Chroniques express 9

CARNET DE LETTONIE
Christophe Blain
Ed. Casterman

Les résidences d’artistes sont à la mode, elles se développent comme des champignons. Si elles favorisent souvent des échanges intéressants avec le public, il faut reconnaître que certains écrivains ou plasticiens, faute d’une inspiration réelle pour le thème imposé par l’institution organisatrice de la résidence, n'y produisent pas toujours des œuvres à la hauteur de leur talent.
Christophe Blain, lui, s’est très bien sorti de cet exercice périlleux. Chargé de remettre à son éditeur un carnet de voyage sur la Lettonie après deux courts séjours dans le pays (une semaine en hiver, et une en été), l’auteur de « Isaac le Pirate » a évité le piège qui aurait consisté à nous proposer un guide Gallimard au rabais de la Lettonie. Ici, pas d’historique du pays (la ligue hanséatique, par exemple, n'est mentionnée nulle part, pas même lorsqu'il est question de Riga), pas la moindre carte géographique, et surtout pas d'analyse politico-sociologique. Nous sommes dans le carnet de voyage d’un dessinateur français qui ne connaît pas la Lettonie, et qui ne prétend surtout pas nous en donner un aperçu détaillé après une aussi courte imprégnation. Alors que certains, forts d'une expérience minuscule, s'autoriseraient à instruire les autres, cette modestie honore Christophe Blain.
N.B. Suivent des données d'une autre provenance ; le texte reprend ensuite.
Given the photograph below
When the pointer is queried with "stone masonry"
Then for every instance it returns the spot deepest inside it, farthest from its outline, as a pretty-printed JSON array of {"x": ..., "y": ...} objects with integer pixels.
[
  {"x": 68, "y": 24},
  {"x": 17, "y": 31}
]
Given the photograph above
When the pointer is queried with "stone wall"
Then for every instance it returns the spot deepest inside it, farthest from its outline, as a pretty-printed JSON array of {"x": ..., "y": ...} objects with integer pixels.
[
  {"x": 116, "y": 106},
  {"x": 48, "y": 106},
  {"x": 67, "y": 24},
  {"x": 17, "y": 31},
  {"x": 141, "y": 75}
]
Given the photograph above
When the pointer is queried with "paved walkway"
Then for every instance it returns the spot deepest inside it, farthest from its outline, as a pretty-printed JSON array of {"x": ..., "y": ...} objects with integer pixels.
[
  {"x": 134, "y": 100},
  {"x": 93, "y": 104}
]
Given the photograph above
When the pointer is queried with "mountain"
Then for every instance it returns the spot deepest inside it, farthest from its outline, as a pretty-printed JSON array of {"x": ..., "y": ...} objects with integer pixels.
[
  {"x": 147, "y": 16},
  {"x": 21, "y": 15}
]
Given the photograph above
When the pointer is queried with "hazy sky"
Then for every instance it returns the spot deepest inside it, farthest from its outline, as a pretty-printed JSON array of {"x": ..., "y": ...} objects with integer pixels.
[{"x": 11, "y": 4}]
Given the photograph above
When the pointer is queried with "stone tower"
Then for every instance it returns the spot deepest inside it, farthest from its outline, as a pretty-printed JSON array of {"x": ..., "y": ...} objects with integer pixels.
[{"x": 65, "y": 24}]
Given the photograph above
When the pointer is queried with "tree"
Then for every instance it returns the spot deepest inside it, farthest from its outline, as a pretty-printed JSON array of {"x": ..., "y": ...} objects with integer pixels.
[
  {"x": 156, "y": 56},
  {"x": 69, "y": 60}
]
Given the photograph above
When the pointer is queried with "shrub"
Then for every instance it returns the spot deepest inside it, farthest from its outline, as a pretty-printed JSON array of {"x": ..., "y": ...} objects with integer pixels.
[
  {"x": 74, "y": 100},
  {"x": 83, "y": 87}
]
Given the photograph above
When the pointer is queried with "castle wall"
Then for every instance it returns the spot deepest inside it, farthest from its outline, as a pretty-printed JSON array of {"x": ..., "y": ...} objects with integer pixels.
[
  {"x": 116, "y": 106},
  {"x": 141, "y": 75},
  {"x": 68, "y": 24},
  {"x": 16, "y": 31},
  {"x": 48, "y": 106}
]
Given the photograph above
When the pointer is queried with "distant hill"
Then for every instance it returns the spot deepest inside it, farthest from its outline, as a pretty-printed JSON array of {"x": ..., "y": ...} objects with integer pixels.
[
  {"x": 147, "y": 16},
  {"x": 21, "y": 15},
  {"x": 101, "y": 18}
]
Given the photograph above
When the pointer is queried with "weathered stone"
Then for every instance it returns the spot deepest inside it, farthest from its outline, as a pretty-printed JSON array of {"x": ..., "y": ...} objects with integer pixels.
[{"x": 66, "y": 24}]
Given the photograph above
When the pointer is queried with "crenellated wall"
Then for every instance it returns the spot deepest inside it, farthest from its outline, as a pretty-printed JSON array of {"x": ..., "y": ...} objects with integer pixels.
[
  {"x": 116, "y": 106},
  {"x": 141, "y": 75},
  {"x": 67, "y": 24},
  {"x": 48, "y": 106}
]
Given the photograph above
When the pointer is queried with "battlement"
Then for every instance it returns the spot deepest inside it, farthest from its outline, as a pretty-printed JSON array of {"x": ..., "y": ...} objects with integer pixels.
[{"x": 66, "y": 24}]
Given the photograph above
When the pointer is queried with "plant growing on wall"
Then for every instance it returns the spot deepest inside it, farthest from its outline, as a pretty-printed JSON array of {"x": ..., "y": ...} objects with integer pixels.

Notre artiste résident gribouille, croque, et croque encore pour obéir à cette petite voix dans sa tête qui lui demande de dessiner encore et toujours plus : des paysages, des gens, des petites scènes dans la marge, où en quelques traits expressifs il se représente dans ses péripéties lettones. Il dessine dans le froid, il dessine depuis la fenêtre de sa résidence, il dessine dans la voiture pendant que sa guide lui fait traverser le pays. Il ne s’interdit pas quelques tricheries, par exemple ce paysage recomposé à partir de plusieurs éléments aperçus à travers la vitre.
Notre artiste résident écrit aussi, puisque son éditeur le lui impose (il aurait préféré, lui, rapporter un « carnet contemplatif »…). Il écrit à côté de ses dessins, au-dessous, au-dessus, il écrit petit, parfois à la limite de l’illisible, il écrit certaines choses qui lui passent par la tête, des remarques très spontanées, voire candides, et il parvient à créer une certaine proximité. Nous sommes avec lui quand il s’étonne que tout le monde, dans la rue, porte un sac plastique ; nous sommes encore avec lui chaque fois qu’il demande si tout se passe bien avec les Russes, et qu’on lui répond ce sempiternel et ambigu « Ça va. »
Ce qui nous reste de cette lecture, outre l’envie de découvrir nous aussi la Lettonie, c’est l’impression d’avoir vécu avec ce petit monde, tellement vivant, pendant quelques dizaines de pages.